経済力と戦力で、好きに振舞ってきたツケがここに来た。
「……さて。そろそろ飲み込めただろうか? きつくても飲んでくれ。我々には選択肢がない。頂点種のオファーを受けて、支援を最大限に引き出す。それが会社存続の唯一の手段だ。できるならば、争いは最小限に抑えたい所だが、まずはわが社第一、だ」
ほんのわずかな時間で、重役たちは大きく消耗していた。自分たちが嵐に巻き込まれたと理解し、これから先の波乱を考えたからこそだった。しかしそれでも、多くの部下を率いるものとしての責任は投げ出さなかった。

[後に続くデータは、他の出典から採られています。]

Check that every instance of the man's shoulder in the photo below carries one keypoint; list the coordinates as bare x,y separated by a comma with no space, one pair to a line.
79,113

頷く参加者たちを見回して、最後に顔をマラートへと向けた。
「と、いうわけだ。今まで世話になったなマラート君。出向元へ戻ってくれたまえ。契約を続けるかどうかについては、そちらの判断に従おう」
「……本気で、我々を敵に回すというのか?」
いままでならば、死んでもその選択肢は選ばない。しかし、アントニーはすでに決断済みだった。カメリアからの通信を終えたその時に。
「ああ。だって、頂点種よりは弱いだろう?」
「ぐっ……後悔しても遅いからな!」
そういい捨てて、マラートは巨体を揺らしながら会議室から早足で退室した。二名ほど、他企業からの出向重役が後に続く。残ったのはノース・ラインズ社の社員のみ。
それを見回し、アントニーは不敵に笑って見せた。
「さあ、それじゃあ今後について話をしようか。忙しくなるぞ? 困難は間違いないし、予想外の事はきっと起こる。妨害はあって当たり前。内戦になるかもしれない。それでも……わが社が飛躍する大きなチャンスだ」
そこにいるのは、外部の圧力に日々悲鳴を上げていた情けない若社長ではなかった。商機を目前にした、ビジネスマンがいた。